CT scans allow medical professionals, and in this case a multidisciplinary team of investigators, to analyze a body without invasive surgery. CT scans take a whole lot of 2-D X-rays around a single axis and a computer takes these images and compiles them in order to generate a 3-D image of the internals of the object. The image to your right is the 3-D reconstruction of Ötzi’s shoulder girdle and surrounding areas.
Rühli worked in collaboration with Eduard Egarter Vigl of the South Tyrol Museum of Archaeology in Bolzano, Italy, as well as Patrizia Pernter and Paul Gostner from the Department of Radiology at General Hospital Bolzano and published their findings in March, when Carl shared this news with us.
The press is just now running the conclusions that the team found and originally published in the Journal of Archaeological Science,
“lesion of a close-to-the-shoulder artery has been found… [the] lesion of the dorsal wall of the left subclavian artery, the artery underneath the clavicle, caused by an earlier, already-detected arrowhead that remains in the back. In addition, a large haematoma [blood clot] could be visualized in the surrounding tissue. By incorporating historic as well as modern data on the survival ship of such a severe lesion, the scientists concluded that the Iceman died within a short time due to this lesion.”

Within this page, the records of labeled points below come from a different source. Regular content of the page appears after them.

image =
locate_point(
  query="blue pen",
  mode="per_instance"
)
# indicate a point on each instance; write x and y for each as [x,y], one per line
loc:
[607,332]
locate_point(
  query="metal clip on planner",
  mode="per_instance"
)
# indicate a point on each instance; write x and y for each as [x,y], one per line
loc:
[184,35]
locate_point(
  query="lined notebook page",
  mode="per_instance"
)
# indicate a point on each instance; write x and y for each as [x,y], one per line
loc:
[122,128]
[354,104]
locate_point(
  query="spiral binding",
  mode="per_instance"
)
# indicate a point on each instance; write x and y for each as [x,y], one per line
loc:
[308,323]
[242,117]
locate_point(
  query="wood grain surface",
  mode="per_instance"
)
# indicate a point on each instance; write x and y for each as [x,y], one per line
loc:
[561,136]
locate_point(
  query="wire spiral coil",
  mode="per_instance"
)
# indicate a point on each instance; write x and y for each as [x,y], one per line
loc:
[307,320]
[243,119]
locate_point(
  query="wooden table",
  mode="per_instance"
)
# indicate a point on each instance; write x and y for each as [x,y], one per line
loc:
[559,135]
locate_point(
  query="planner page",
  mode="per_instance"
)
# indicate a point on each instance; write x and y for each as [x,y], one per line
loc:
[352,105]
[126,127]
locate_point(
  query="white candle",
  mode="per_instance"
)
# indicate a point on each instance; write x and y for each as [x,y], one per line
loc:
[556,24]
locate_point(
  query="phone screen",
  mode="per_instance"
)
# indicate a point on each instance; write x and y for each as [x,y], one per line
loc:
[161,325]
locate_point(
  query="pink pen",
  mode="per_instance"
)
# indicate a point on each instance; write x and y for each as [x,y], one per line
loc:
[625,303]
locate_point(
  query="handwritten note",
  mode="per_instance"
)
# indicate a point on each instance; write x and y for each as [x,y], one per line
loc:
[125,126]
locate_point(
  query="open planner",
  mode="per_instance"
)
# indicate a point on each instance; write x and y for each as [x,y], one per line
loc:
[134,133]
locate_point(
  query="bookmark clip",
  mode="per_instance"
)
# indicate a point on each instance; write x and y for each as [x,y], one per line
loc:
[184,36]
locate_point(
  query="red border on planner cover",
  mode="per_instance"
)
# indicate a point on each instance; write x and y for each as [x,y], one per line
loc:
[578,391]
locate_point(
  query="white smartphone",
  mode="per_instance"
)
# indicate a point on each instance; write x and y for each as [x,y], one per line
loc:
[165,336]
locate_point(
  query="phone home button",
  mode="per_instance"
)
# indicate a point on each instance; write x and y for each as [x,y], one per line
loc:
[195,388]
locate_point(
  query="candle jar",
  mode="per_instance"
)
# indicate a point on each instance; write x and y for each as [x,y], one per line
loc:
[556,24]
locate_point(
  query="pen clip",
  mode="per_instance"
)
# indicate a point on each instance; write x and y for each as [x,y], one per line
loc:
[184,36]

The image of the blood clot they found is also to your right, if you want, click on the image to get an in depth caption describing what you should be seeing. In the abstract, the researchers conclude the following in their own words,
“As the main pathologic finding, the left dorsal subclavian artery contures shows a 13 mm-long part where the vessel wall is damaged and a 3 mm-long irregular pseudo-aneurysm – a typical complication of a laceration of the subclavian artery. In the surrounding soft tissue a large haematoma is visible. Historic records highlight the fatal destiny of subclavian artery injuries e.g. due to massive active bleeding and shock-related cardiac arrest. Therefore, the Iceman’s cause of death by an arrowhead lacerating among others the left subclavian artery and leading to a deadly hemorrhagic shock can be now postulated with almost complete certainty, especially when taking the environmental (3’210 meters above sea level) and historic (5’300 BP) settings into account.”

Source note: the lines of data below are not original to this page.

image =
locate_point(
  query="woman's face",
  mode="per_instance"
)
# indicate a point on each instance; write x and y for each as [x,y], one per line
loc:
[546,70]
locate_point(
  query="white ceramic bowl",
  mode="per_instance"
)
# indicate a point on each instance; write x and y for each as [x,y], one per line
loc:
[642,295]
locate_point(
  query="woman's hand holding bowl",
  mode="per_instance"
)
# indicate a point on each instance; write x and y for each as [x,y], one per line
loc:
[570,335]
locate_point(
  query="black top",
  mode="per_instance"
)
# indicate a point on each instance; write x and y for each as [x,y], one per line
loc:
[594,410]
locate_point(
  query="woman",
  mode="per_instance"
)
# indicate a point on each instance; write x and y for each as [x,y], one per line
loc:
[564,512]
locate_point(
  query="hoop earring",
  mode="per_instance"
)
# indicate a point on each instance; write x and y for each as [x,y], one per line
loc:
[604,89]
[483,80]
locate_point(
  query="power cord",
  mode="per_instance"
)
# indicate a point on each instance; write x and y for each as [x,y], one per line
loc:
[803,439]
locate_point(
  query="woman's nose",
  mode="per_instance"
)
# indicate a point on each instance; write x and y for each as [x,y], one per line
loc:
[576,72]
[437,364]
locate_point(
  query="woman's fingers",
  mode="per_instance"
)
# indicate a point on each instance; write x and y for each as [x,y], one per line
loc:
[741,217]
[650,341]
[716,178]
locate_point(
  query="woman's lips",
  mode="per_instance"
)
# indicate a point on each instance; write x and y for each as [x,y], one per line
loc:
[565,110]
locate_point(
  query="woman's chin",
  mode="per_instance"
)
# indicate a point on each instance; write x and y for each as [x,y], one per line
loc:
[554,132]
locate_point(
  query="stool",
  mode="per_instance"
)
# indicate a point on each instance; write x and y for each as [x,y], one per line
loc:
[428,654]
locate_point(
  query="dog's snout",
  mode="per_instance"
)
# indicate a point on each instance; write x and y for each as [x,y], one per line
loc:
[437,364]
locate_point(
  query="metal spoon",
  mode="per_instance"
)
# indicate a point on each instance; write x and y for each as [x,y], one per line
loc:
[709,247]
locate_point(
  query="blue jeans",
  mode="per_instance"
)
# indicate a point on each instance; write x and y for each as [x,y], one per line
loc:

I consider this another excellent example of a multidisciplinary approach to solving a archaeological mystery. This sorta research brought the best of forensic anthropology, anatomy and medical technology, into good ole archaeology. And to make it all the much better, it was non-invasive!
One last little tid bit of extra information before I let you leave this Sunday morning, Rühli is the project leader of the Swiss Mummy Project. This project aims to,
“use non-invasive methods to gain information on life, death and after-death alterations (e.g., embalming-related changes) on historic mummies. To achieve this, mostly radiological examination techniques such as CT are used. The work of the Swiss Mummy Project is funded by the Forschungskredit (research fund) of the University of Zurich as well as by collaborations with Siemens Medical Solutions, Zuse-Institute Berlin and the Reiss-Engelhorn Museums in Mannheim.”